In one sense, it’s good thing that your friend has decided to share her darkest thoughts in a place where you can read them, so you won’t have to speculate about what’s going on in her head and constantly check in with her. But, as you’re learning right now, it’s also challenging to know how to respond. I can’t speak for your friend, but my guess is that her posts are less about wanting a reaction and more about getting this stuff out of her head and somewhere concrete. For me, complicated, upsetting emotions always seem a little less scary when I can physically see them in front of me, in the form of art or disjointed sentences typed out on a screen.
What is more important than your verbalized response to this girl is your willingness to be there for her while she struggles. “Being there for her” doesn’t mean that you always know the right things to say, or that you can make the pain go away. It just means that you are present. It sounds like your friend has been through a lot, and is still going through a lot, and she may very well feel like she’s going through it alone, despite her support system. Letting her know that you’re there, and that you care, is a real gift.

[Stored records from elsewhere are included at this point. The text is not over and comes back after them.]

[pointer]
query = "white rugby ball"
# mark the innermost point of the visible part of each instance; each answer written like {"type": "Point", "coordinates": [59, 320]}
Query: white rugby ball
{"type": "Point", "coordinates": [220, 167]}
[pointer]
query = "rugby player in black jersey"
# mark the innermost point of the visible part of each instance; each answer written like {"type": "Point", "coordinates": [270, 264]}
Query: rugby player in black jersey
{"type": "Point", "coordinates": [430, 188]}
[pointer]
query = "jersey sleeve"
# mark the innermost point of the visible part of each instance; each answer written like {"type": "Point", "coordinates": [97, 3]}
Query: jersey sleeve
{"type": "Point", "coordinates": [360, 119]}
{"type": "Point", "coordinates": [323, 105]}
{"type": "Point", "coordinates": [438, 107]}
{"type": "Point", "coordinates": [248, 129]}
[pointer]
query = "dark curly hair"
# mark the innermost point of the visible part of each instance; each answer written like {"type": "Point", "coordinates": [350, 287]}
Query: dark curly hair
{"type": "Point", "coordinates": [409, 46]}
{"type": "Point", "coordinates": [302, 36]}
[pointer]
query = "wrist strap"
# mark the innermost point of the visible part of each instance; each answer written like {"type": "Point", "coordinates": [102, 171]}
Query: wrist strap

Because I’m a big believer in small gestures that represent something bigger, I would reach out to your friend and let her know that you’d like to develop a code that means “I’ve read this, I care about you, and if you need more than just my eyes on this, I’m here.” It could be that you text an emoji of a lollipop every time you see a post of hers. It could be that you leave a cryptic comment on each post that only she and you understand. Honestly, the more random, the better. Then, whenever you see a post that seems intense, you can easily let her know that you are a witness to her ongoing journey to emotional health without worrying that you’re saying the “right” or “wrong” thing. And, again, if ever her Tumblr seems to be suggesting she’s going to hurt herself, let someone know immediately.